My lastest re-arrangement was the introduction of the Mechatronics subject, which is an important engineering container concept including items from control theory, DSP, mechanical analogies and other sub-subjects.
The listing includes these special attributes :
A ¤=¤ Which is a visual separator ( empty folder ) between each subject. I try to use a single character for clarity.
Audio – .Acoustics ¤ Where Audio is the subject. The dot or point in .Acoustics is used for sorting, forcing Acoustics to be listed first, as well as to indicate this is an important item within this subject.
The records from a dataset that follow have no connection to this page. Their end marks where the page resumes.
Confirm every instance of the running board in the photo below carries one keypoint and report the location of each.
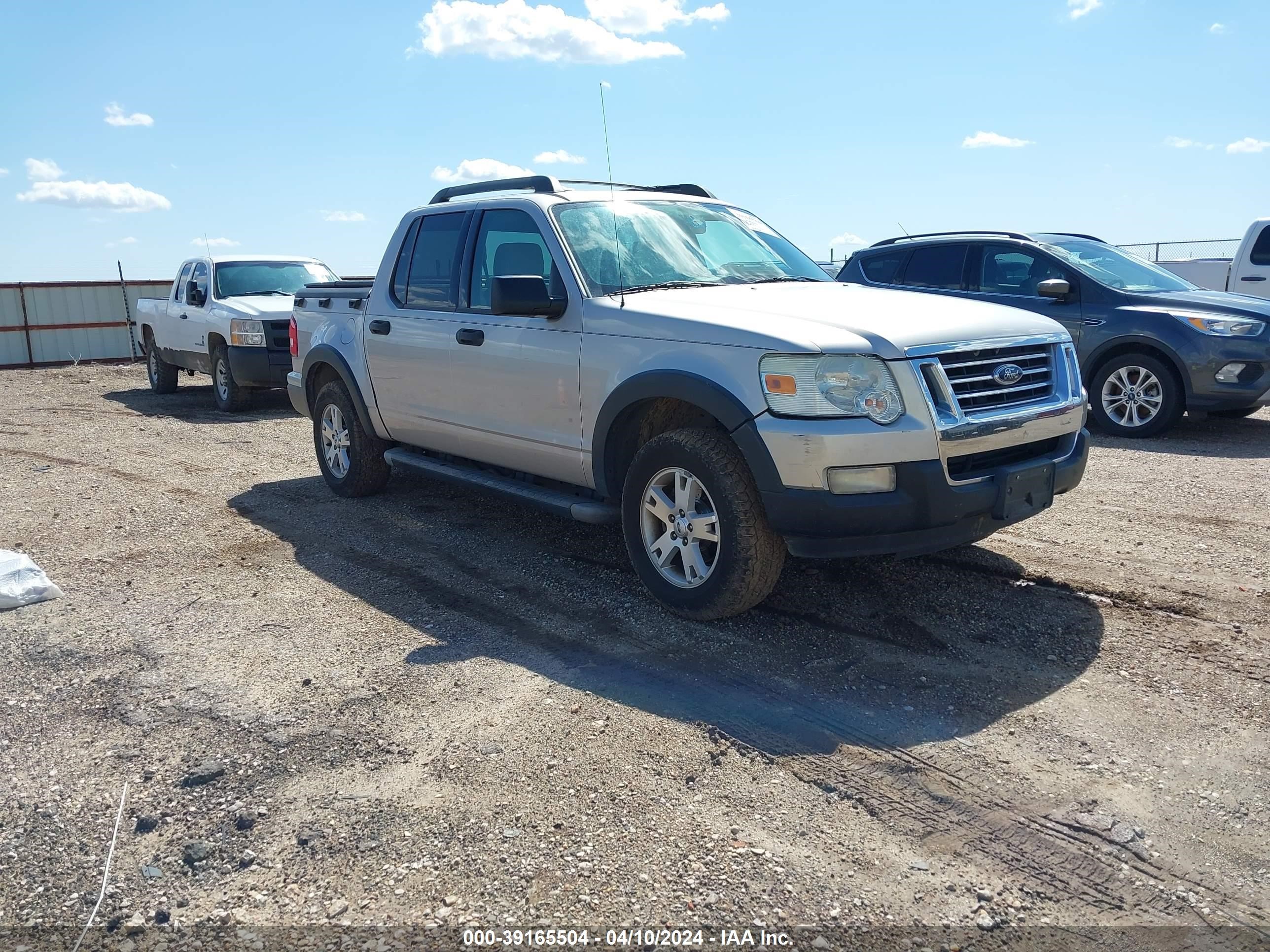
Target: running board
(554, 501)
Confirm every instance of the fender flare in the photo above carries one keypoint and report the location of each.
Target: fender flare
(691, 389)
(1132, 340)
(325, 353)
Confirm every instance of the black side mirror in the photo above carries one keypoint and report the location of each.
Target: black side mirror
(1055, 287)
(525, 295)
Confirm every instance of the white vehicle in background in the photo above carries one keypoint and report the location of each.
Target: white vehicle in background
(229, 318)
(1247, 273)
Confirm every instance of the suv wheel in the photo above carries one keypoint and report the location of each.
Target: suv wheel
(230, 398)
(163, 375)
(695, 526)
(1136, 395)
(352, 460)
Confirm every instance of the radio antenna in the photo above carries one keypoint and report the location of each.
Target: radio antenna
(612, 196)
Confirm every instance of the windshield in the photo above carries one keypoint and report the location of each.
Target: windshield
(243, 278)
(676, 244)
(1109, 266)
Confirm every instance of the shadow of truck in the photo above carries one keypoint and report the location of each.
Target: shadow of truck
(874, 653)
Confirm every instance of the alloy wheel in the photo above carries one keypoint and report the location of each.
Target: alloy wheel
(334, 441)
(1132, 397)
(680, 527)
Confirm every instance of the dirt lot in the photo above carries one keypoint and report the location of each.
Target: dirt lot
(402, 716)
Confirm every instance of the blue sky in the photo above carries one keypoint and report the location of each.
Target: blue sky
(258, 122)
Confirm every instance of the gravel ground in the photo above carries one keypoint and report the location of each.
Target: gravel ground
(373, 724)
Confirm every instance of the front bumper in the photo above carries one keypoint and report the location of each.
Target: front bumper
(259, 367)
(925, 513)
(296, 393)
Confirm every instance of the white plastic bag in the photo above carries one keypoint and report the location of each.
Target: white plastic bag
(22, 582)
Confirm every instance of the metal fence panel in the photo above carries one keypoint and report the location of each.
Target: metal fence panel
(1184, 250)
(69, 322)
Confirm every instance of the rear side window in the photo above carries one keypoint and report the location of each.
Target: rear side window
(200, 278)
(433, 283)
(510, 244)
(1262, 249)
(936, 267)
(881, 270)
(403, 267)
(181, 282)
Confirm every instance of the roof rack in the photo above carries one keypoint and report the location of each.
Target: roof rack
(550, 186)
(537, 183)
(943, 234)
(684, 188)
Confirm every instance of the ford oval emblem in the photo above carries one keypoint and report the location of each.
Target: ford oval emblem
(1008, 374)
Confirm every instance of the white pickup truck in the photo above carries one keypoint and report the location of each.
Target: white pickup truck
(1247, 273)
(229, 318)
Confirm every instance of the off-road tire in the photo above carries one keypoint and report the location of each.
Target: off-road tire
(367, 469)
(1171, 387)
(163, 375)
(235, 399)
(1237, 414)
(751, 555)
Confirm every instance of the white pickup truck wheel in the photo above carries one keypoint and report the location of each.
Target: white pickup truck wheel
(229, 397)
(351, 459)
(163, 375)
(695, 526)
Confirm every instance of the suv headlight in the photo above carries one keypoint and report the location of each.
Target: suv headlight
(1208, 323)
(831, 385)
(247, 333)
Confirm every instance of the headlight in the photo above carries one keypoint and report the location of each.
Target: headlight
(246, 333)
(831, 385)
(1220, 327)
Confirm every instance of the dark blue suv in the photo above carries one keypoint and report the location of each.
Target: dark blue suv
(1151, 344)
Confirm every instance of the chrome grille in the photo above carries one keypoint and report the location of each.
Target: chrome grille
(971, 374)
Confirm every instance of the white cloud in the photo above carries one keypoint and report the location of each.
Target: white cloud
(846, 238)
(120, 196)
(1179, 142)
(43, 170)
(649, 16)
(1247, 145)
(513, 30)
(478, 170)
(988, 140)
(559, 157)
(115, 117)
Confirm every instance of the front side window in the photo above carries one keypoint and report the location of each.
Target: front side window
(881, 270)
(1005, 270)
(1262, 249)
(1118, 270)
(935, 267)
(433, 282)
(633, 244)
(182, 280)
(510, 245)
(266, 278)
(200, 277)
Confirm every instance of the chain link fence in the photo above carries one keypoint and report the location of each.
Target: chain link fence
(1184, 250)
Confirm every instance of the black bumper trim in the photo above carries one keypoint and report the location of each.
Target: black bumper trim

The final ¤ character indicates that there is a organized sub folder here including files for the subject.
Audio – Reviews The absence of the ¤ character indicates that there is an un-organized sub folder here including a mess of files.
Basic – LabVIEW and the National Instruments world -¤- 27 The presence of the -¤- 27 characters indicates there is an organized nested sub folder including 27 folders. This concept is a way to avoid having too many folders at the highest nesting level.
Sub folders at the next highest nesting level :
The next highest nesting level may contain :
- Either files for the subject.
- Or it may contain more folders related to the subject to avoid having too many folders at the highest nesting level.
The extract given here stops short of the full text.